A month ago, I wrote about a client who was undervalued at her job. Her CEO changed her role within the company and who she reported to without first discussing it with her or her manager.
She quit that job and ended up joining a new firm where she had an amazing on-boarding experience and received a much better compensation package. While the honeymoon isn’t over yet, she now owns her value and is crystal clear about her role and the expectations of her new boss, the CEO.
Working with “Lisa” was a pleasure because of her focus and commitment to find a better work solution for herself. She was fearless, making connections with potential employers and being clear about her goals for a new role. Working for a company where her values aligned with their values was at the top of her list.
What is the lesson here? Find the right employer for YOU. They are out there. The first step is to know yourself, understand what matters to you and be clear about your own personal values.
“Your values create your internal compass that can navigate how you make decisions in your life. If you compromise your core values, you go nowhere.“
Worth the Share
When I read this brief story from Thrive, I thought of my client “Lisa” and many others I’ve know over the years who fight back in a way that works for them.
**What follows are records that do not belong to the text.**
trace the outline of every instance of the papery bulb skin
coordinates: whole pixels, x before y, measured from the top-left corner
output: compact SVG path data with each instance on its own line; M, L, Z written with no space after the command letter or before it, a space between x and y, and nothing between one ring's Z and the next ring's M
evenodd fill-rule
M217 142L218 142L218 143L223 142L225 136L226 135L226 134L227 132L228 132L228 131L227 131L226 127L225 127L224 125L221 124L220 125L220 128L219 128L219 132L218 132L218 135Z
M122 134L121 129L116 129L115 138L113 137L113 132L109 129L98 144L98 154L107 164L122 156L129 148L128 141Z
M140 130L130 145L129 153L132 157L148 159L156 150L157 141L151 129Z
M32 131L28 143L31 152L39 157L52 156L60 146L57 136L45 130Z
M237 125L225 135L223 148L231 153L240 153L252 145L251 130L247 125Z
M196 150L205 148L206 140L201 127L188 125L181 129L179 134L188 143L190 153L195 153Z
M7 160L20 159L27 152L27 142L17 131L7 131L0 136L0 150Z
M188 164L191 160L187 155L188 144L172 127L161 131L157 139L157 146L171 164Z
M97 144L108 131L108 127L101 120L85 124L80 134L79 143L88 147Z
I find it so empowering when we realize we can make a choice, that we do have power and don’t need to settle. It is so easy to cave and
feel stuck or trapped. The thing is, when we do that, we shrink.
Read How I Found My Gutsy and get inspired by a young woman who owned her power.
How do you figure out which values matter most to you at this moment in your life? There are several assessments that you can use, including this one from Psychology Today. To get a snapshot of your values for free, click on this LINK and answer the 202 questions in the assessment.
Another option, and one that works really well, is to review a list of values, like this one from James Clear. I’m coaching a few MBA students at the College of Charleston and the exercise they do is simply circle the six values that mean the most to them. While it sounds easy, it takes time to really think about what most matters to you.
My personal values are: connection, family, faith, impact and service, and I try to live them every day. Another might be autonomy – after working for myself for almost ten years it is clear to me that I’m best on my own.